Publié le 3 Mai 2016

J’ai échoué à visiter bien des ports. J’ai échoué surtout à prendre des navires comme on échoue à saisir les occasions. J’ai donc échoué à m’échouer et pourtant j’ai échoué sans raisons, les malles toujours pleines prêtes à partir, trop bien pleines, trop bien prêtes et je suppose que ce n’est pas ainsi que se dessinent les vrais voyages ; la délivrance.  J’ai échoué sans tripes, évitant de rendre les miennes sur le pont d’un bateau, je suis resté à quai amarré quelque part entre je ne sais où et je ne sais quoi.

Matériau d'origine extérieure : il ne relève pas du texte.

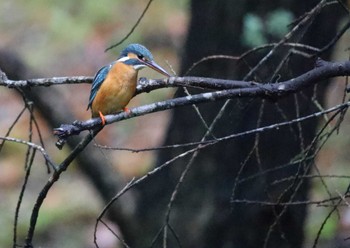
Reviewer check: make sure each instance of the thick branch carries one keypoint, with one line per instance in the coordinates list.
(232, 89)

Et j’ai pourtant échoué à échauder toutes les putains du port, j’ai raté le meilleur sans deviner le pire avec la mollesse partisane de ceux qui n’ont pas su partir. Inévitablement, en échouant mes départs j’ai échoué mon retour, je ne suis bon qu’a effleurer la côte comme un léger ressac ; je mouille un peu les pieds des femmes avec la vigueur flasque de la brise quand elle est marine, tandis que j’ai mes pieds ancrés dans le sable mouvant ; même pas besoin de bitte pour nouer mes cordages et prétexter un lien pour ne pas quitter le port. Non, j’ai seulement échoué, comme le sel sur les rochers ; je cristallise en surface pour un peu d’amer et j’ai loupé la mer, je n’ai pas su la prendre et elle n’a pas voulu me prendre. Et même si je devrais pleurer je ne fais rien comme il faut. Debout sur le rebord du quai comme debout sur la frontière d’un monde j’erre sans oser basculer car la marée est basse.